Il est plus de 6h et je n'arrive toujours pas à dormir. Une tasse de café froid traîne à côté de 'l'anthologie de la poésie française' de Pompidou qui me suit depuis des années. Ou plus exactement je suis ces poètes si passionnés, si vivants, depuis si longtemps, depuis mon adolescence... Mais cette nuit, ils n'arrivent pas à me parler comme d'habitude.
Mon corps et mes pensées réagissent aux dernières nouvelles. Envie de vomir, de pleurer, de hurler. Et mes utopies s'effritent, celles sur le bien vivre ensemble, le respect de l'autre... face à ces horreurs, à la vacuité de la vie.
Pourtant la vacuité et cette image de vide qu'elle renvoie me paraîtraient plus douces que tout ce sang versé, cette haine et cette violence qui me donnent des haut-le-coeur.

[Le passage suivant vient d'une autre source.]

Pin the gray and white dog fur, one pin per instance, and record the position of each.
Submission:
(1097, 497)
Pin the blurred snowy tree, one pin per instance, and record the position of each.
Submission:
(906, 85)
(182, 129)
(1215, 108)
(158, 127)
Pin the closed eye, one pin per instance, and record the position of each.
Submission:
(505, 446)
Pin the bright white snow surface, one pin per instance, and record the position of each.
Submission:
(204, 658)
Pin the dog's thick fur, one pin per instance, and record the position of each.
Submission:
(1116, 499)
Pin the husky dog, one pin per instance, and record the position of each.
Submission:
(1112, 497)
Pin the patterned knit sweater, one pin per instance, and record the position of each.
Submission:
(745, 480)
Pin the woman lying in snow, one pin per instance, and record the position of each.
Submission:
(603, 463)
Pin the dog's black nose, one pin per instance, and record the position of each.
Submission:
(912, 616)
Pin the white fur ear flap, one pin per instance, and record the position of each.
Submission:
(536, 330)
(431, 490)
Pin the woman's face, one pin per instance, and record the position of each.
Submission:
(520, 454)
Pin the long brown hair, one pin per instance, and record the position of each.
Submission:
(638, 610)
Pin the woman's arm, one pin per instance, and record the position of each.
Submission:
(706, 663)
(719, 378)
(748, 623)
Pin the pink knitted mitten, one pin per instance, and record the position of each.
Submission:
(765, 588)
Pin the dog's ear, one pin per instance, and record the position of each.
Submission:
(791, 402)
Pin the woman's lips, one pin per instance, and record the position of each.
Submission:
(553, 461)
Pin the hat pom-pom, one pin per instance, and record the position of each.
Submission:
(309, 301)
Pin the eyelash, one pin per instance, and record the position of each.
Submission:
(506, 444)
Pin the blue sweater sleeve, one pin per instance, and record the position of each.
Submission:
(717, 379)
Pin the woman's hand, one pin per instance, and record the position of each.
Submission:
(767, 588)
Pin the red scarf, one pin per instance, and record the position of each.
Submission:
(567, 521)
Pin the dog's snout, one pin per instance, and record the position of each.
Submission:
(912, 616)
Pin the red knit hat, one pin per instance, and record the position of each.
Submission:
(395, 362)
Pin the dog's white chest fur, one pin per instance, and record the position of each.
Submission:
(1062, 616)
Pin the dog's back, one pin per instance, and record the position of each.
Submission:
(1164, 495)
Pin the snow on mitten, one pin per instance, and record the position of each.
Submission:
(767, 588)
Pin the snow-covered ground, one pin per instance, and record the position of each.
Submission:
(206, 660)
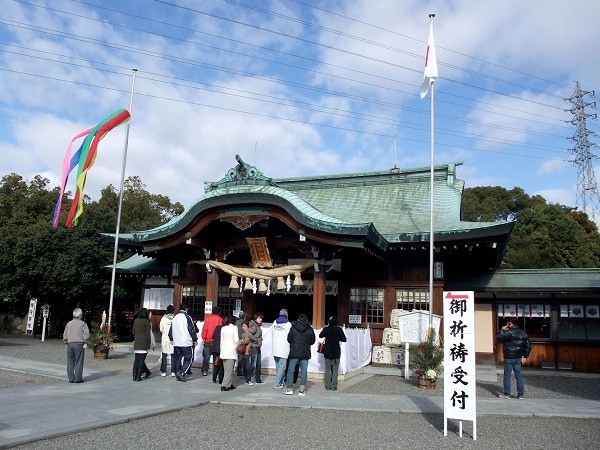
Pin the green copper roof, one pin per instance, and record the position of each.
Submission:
(382, 206)
(398, 206)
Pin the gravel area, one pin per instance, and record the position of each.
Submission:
(538, 384)
(229, 426)
(217, 425)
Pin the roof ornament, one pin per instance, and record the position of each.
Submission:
(242, 173)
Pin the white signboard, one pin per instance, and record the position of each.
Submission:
(31, 314)
(158, 298)
(414, 325)
(459, 358)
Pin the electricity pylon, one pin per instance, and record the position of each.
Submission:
(588, 199)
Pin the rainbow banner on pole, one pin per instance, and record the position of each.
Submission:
(84, 159)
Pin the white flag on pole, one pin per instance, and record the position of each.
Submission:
(430, 74)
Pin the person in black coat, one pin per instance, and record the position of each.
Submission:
(301, 337)
(142, 341)
(215, 350)
(333, 335)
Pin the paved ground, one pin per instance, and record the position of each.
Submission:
(369, 410)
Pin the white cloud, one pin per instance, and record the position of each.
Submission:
(562, 196)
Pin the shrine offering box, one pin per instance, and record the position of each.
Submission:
(382, 355)
(391, 337)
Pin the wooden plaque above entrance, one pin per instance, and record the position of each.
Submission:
(260, 253)
(243, 222)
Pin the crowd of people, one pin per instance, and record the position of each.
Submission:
(237, 341)
(228, 340)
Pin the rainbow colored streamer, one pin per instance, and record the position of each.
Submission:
(84, 159)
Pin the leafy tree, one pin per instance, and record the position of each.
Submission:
(67, 267)
(545, 235)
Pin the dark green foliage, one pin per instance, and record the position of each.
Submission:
(428, 356)
(545, 235)
(65, 267)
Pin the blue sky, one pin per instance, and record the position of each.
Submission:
(296, 87)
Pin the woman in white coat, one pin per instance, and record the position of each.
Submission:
(229, 342)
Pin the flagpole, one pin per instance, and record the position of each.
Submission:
(431, 193)
(123, 165)
(431, 224)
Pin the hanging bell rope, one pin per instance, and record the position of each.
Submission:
(280, 284)
(262, 287)
(298, 279)
(265, 274)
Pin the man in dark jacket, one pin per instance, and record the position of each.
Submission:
(332, 352)
(516, 352)
(301, 337)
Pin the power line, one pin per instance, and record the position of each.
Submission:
(288, 119)
(311, 106)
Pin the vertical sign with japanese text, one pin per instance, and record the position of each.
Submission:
(31, 315)
(459, 357)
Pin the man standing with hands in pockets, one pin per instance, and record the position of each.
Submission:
(516, 352)
(184, 337)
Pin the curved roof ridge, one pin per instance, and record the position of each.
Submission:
(189, 213)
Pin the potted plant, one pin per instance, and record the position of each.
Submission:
(101, 340)
(427, 361)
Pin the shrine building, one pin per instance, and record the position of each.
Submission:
(357, 246)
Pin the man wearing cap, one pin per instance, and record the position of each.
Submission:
(184, 337)
(281, 347)
(516, 352)
(210, 323)
(76, 335)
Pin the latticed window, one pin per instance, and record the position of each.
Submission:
(194, 296)
(409, 299)
(229, 300)
(368, 303)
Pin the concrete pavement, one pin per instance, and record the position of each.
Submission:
(110, 397)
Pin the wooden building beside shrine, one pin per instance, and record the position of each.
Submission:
(353, 245)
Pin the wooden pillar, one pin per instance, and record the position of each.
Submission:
(318, 319)
(212, 287)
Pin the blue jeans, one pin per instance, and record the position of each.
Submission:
(332, 366)
(280, 364)
(303, 372)
(255, 365)
(509, 366)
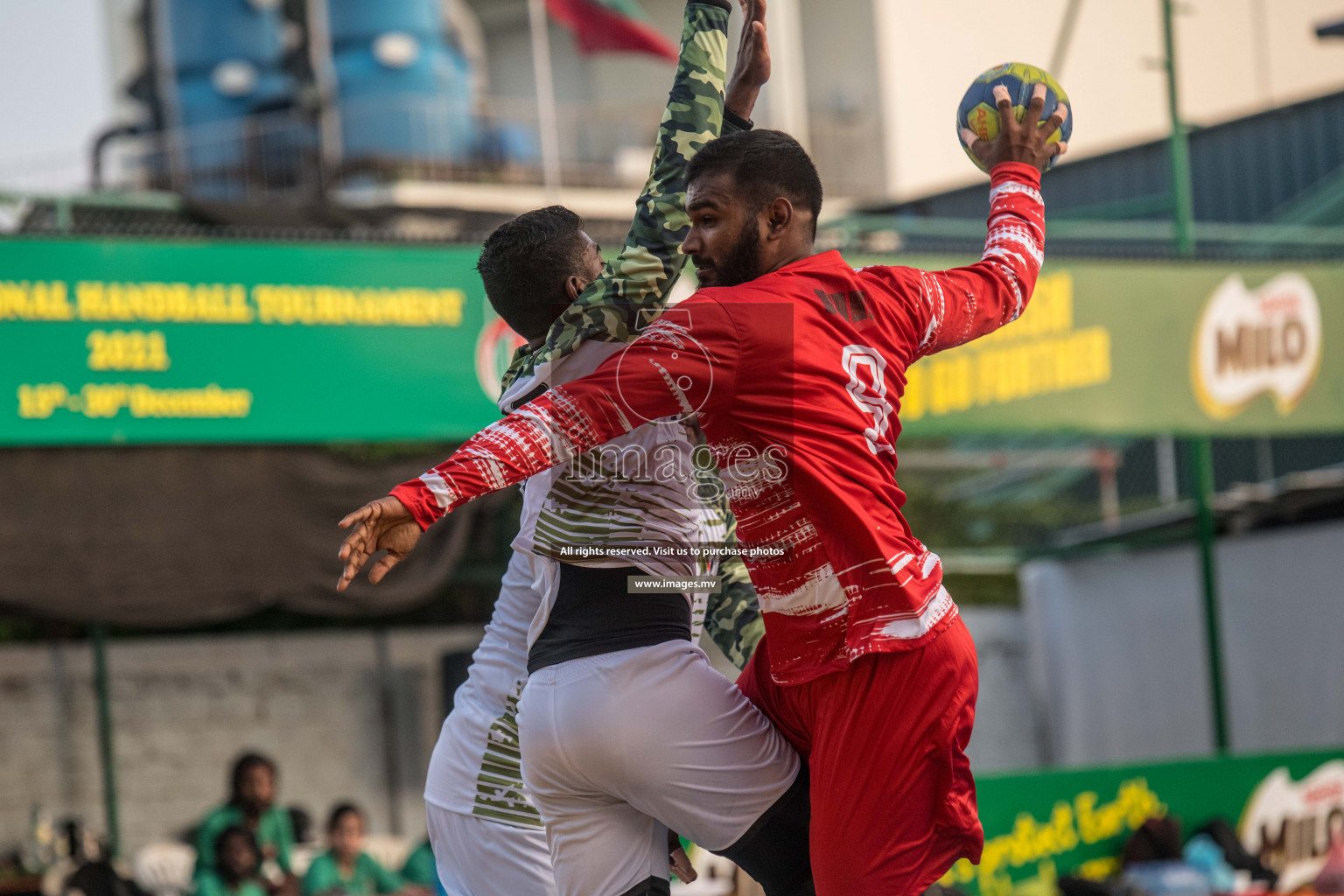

Si je n'étais plus là, cela ne ferait rien. Je ne suis qu'une petite fourmi lambda dans un monde qui convulse, qui implose. Qu'une fourmi lambda qui n'a rien créé, encore moins d'oeuvre signifiante, ni travaillé pour l'Institut Pasteur ni donné assez de son temps à une association caritative. Je ne suis qu'une petite fourmi qui, dans un 'plops' pourrait -comme une bulle de savon- ne plus être sans que cela ne se remarque, ne change quoi que ce soit à la marche du monde. Il n'y aura pas alors d'effet papillon ; la Terre continuera de tourner comme elle tourne mal.
Je n'arrive pas à dormir. Cauchemar éveillé. Besoin de chaleur, de contacts, de sourires d'amis, de mots apaisants pour me prouver qu'il n'y a pas que du froid et des morts. Avec frénésie et anxiété, j'ai écrit à mes amis parisiens pour être rassurée...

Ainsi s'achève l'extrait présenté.